The films of John Ford inspired directors near and far. In High Noon, Fred Zinnemann and writers Stanley Kramer and Carl Foreman turned a simple tale of a sheriff who confronts a gang of outlaws into an allegory for the McCarthy witch-hunts. And in George Stevens' Shane (1953), Alan Ladd played a tired gunfighter who knows he's fast becoming an anachronism as law and order spreads west.
Meanwhile, in Japan, the Hollywood westerns had inspired Akira Kurosawa to incorporate the genre's swagger and broad morality into samurai films like The Seven Samurai and Yojimbo.
Those films in turn inspired young directors elsewhere: back in Hollywood John Sturges turned The Seven Samurai into The Magnificent Seven, while Yojimbo would form the basis for Sergio Leone's A Fistful of Dollars.
Made on location in southern Spain on a shoestring budget, Fistful of Dollars was the first of the spaghetti westerns, and took an entirely new take on the genre. Gone was the sentiment of the classic westerns, and the settlement of the west was depicted as a greedy and rapacious land grab.

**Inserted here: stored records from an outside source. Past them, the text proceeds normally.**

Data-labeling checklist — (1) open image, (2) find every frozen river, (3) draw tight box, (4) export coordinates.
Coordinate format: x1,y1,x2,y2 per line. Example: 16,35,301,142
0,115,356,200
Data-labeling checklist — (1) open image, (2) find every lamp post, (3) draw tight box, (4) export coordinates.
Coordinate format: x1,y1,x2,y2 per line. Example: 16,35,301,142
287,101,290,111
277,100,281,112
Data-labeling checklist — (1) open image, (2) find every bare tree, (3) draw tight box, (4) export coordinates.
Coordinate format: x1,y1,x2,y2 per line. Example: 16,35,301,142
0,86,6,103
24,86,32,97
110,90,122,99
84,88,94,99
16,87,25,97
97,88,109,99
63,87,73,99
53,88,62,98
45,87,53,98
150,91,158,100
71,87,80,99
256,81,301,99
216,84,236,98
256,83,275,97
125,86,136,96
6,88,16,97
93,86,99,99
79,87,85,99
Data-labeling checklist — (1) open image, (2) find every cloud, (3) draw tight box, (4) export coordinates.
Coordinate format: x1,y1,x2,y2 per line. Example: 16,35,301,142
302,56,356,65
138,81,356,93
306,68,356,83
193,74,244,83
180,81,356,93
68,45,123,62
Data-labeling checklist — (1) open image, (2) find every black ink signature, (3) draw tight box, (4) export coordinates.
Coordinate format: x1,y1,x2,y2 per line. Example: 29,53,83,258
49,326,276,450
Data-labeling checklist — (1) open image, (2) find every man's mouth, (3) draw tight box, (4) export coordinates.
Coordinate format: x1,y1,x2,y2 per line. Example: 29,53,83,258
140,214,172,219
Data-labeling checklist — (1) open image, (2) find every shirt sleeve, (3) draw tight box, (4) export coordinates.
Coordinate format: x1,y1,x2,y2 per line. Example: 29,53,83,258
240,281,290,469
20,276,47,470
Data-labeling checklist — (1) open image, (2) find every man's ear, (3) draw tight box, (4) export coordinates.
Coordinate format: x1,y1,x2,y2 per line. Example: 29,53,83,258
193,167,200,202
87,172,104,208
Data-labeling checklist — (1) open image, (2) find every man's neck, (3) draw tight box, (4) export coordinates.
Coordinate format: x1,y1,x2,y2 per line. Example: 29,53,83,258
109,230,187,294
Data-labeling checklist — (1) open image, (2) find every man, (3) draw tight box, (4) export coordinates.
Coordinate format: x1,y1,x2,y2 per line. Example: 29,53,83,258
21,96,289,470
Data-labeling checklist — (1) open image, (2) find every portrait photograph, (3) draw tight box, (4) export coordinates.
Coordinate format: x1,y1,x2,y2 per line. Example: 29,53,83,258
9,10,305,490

The characters Clint Eastwood played in A Fistful of Dollars, For a Few Dollars More and the operatic Civil War picture The Good, The Bad and The Ugly were heartless mercenaries whom Leone dared you to mistake for heroes. Leone's baroque violence and heavily stylized gunfights both parodied and glorified the western, and his films made former TV actor Clint Eastwood a star.

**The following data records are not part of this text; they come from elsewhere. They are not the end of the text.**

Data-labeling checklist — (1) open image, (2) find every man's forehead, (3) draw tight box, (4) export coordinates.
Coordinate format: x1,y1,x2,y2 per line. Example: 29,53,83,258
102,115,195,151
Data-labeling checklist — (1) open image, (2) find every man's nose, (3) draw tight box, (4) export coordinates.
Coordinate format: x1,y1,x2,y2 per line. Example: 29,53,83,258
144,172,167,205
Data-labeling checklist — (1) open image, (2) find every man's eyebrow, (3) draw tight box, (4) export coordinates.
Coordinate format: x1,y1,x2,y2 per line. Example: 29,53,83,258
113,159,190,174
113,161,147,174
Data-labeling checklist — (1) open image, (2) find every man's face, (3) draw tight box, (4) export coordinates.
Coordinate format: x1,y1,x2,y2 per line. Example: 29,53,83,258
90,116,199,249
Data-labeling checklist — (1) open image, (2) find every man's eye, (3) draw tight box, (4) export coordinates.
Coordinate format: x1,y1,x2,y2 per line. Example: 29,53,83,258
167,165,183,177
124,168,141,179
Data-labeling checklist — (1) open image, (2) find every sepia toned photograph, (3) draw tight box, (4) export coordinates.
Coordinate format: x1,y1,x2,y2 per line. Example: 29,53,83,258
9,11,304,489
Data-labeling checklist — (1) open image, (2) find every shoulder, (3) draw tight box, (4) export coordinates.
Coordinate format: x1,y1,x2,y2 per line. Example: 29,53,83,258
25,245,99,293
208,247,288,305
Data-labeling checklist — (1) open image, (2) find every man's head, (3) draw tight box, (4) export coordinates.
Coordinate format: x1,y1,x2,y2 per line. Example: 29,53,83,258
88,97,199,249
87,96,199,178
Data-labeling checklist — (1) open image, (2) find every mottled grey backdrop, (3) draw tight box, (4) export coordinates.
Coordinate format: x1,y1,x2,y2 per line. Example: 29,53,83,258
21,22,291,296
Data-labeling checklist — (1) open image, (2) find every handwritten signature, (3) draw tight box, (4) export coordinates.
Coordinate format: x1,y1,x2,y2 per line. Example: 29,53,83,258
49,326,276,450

Eastwood has since made a considerable contribution to the annals of the genre himself.
In The Outlaw Josey Wales he re-examined the American Civil War from the point of view of the defeated South. And his Oscar-winning 1992 film The Unforgiven comprehensively de-glamorised the era of the gunfighters by painting them as drunken morons who often shot each other by accident.
But Clint doesn't make cowboy pictures any more, and the western has once again fallen out of fashion. So we should be grateful to directors like Tarantino and Inarritu who go against the grain to provide us with these rare and precious treats.
Film historians still argue over exactly when the revisionist, or anti-westerns, began to be made, but as early as the 1950s film-makers like Samuel Fuller, Anthony Mann and John Ford were beginning to question the prevailing view of the west's settlement as something noble. Anthony Mann and James Stewart attacked the nonsensical notion of heroic bounty hunting in The Naked Spur, while Ford addressed the mistreatment of Native Americans in his 1956 classic The Searchers, and more fully in Cheyenne Autumn (1964).
The spaghetti westerns of Sergio Leone are undoubtedly revisionist, replacing all the Randolph Scott white-hat nonsense with dark stories of profiteering bounty killers. Robert Altman's McCabe & Mrs Miller (1971) is a bleak anti-western, which upends the conventions of the genre by setting its story in a snowy north-western town and making its hero a cagey coward. Dick Richard's 1972 drama The Culpepper Cattle Co brilliantly exposed the venality and greed of the white settlers. These days, pretty much every western is revisionist, and my favourite of recent times is Andrew Dominik's underrated drama The Assassination of Jesse James by the Coward Robert Ford.